The Milky Way sounds like jazz — check this out

Carl Sagan, for all his poetry and beautiful writing about Earth and our life on it within the universe, never suggested the Milky Way was a musical galaxy.

Turns out, he missed an opportunity to (ahem) sing the praises of the jazzy nature of our cosmic home.

Mark Heyer, an astronomy professor at the University of Massachusetts Amherst, and Greg Salvesen, a post-doctoral student at the University of California Santa Barbara, worked across the country to discern the score of the night sky.

Heyer developed an algorithm to translate the movement of the gases in the galaxy and turn them into musical notes. “This musical expression lets you ‘hear’ the motions of our Milky Way galaxy,” he says. “The notes primarily reflect the velocities of the gas rotating around the center of our galaxy.”

Salvesen recently launched the Astronomy Sound of the Month website, which “explores how sound complements more traditional astronomy data analysis.
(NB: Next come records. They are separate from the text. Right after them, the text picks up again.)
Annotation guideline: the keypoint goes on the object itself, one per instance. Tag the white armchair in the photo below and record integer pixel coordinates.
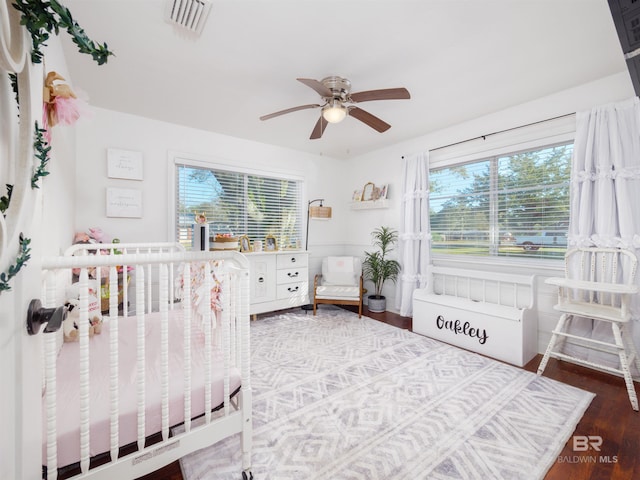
(340, 283)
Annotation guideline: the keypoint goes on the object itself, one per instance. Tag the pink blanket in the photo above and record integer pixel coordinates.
(68, 401)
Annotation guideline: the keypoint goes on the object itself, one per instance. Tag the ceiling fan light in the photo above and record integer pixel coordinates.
(334, 113)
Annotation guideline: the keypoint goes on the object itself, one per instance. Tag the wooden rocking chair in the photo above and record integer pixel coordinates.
(598, 285)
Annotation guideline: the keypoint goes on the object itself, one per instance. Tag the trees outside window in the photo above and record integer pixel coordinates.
(488, 207)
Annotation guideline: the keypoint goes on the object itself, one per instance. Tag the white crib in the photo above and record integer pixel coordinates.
(111, 400)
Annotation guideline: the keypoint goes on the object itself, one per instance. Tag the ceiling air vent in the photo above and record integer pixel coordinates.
(188, 14)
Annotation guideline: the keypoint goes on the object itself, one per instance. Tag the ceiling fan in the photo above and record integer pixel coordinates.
(336, 94)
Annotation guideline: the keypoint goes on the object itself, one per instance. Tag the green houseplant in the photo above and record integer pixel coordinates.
(378, 268)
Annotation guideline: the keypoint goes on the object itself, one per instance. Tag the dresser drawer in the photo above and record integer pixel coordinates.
(291, 260)
(292, 290)
(292, 275)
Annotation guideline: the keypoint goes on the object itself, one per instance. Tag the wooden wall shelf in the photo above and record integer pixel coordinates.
(370, 204)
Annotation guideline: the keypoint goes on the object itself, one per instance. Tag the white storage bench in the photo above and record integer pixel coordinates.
(485, 312)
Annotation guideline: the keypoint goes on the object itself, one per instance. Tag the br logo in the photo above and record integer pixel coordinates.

Besides, making sounds out of real astronomy data is just plain cool!”

The two worked together to write “Milky Way Blues,” a composition that lets people hear the movement and activity within the galaxy we call home.
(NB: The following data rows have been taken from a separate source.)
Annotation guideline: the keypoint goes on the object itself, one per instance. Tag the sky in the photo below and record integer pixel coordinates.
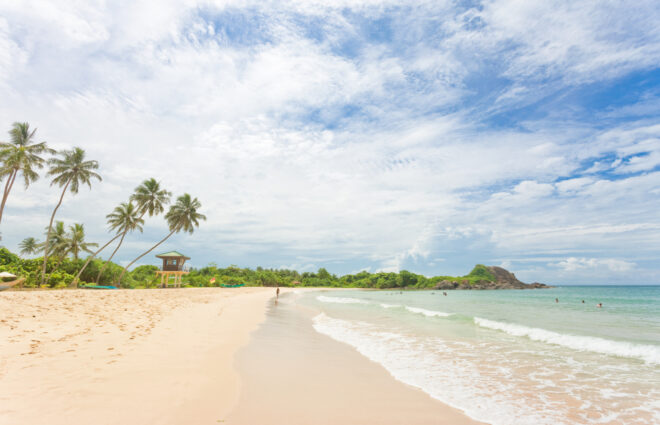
(354, 134)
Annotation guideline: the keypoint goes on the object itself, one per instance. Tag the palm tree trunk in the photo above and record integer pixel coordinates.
(5, 195)
(91, 257)
(50, 228)
(152, 248)
(110, 259)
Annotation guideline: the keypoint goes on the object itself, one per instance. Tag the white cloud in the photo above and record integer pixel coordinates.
(340, 148)
(572, 264)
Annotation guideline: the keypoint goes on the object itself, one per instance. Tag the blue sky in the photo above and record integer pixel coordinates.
(378, 135)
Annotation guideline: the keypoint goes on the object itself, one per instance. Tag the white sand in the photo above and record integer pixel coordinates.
(123, 357)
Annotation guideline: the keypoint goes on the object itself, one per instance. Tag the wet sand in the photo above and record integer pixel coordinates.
(292, 375)
(188, 356)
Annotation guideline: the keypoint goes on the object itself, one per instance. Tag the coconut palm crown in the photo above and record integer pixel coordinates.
(22, 154)
(150, 198)
(29, 246)
(72, 170)
(183, 214)
(69, 173)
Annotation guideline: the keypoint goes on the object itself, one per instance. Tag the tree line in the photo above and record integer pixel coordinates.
(23, 157)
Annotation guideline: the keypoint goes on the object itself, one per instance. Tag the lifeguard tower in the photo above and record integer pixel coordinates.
(172, 267)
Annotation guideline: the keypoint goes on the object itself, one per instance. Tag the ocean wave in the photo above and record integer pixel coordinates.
(647, 353)
(419, 362)
(341, 300)
(427, 313)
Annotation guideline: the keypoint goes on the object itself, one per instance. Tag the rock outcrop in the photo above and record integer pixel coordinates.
(502, 279)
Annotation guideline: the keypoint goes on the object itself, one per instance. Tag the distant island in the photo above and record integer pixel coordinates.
(64, 270)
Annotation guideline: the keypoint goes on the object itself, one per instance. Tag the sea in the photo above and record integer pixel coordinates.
(507, 357)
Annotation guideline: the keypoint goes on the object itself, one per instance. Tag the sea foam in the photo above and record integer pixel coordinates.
(341, 300)
(418, 362)
(427, 313)
(647, 353)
“’Milky Way Blues’ has a bit of a player piano look and feel to it, which is what we wanted,” Salvesen said. “What you’re hearing is the rotation or the motion of gas in our galaxy.”

The space between stars in the sky is filled not with nothing, despite how it looks, but with gas in one of three phases: atomic, molecular and ionized. Each phase was assigned differing tones and lengths of notes, Heyer was able to express the movement we wouldn’t normally see or be able to grasp.

“Astronomers make amazing pictures, but they’re a snapshot in time and therefore static. In fact, stars and interstellar gas are constantly moving through the galaxy but this motion is not conveyed in those images. The Milky Way galaxy and the universe are very dynamic, and putting that motion to music is one way to express that action.”

He and Salvesen went with a pentatonic scale, with five notes instead of seven, and a minor key because, as Heyer said, “when I heard the bass notes it sounded jazzy and blue.”

The notes and tones were not manipulated in order to make them more pleasing to the ear, he stresses. “By turning what we actually observe with a radio telescope into a musical scale it gives us familiar tones that sound surprisingly like music with which we’re familiar.”

Gases coming toward the Earth are coloured blue on Salvesen’s rendering and have higher-pitched tones on Heyer’s composition. Gases moving away from Earth are lower on the scale and are coloured red. There’s a full complement of instrumentation used as well: acoustic bass representing atomic gases, wood blocks and piano standing in for molecular gases and saxophone used to give sound to ionized gas.

The two worked together for several months on the composition, which was released on the eve of one of the high holy days of the nerd calendar: May 4.

Now that you’re thinking and listening skyward, check this out too: the European Space Agency has released what’s being hailed as the most accurate census of the stars in the Milky Way, detailing the motion, distance, brightness and colour of the 1.7 billion stars in our celestial neighbourhood.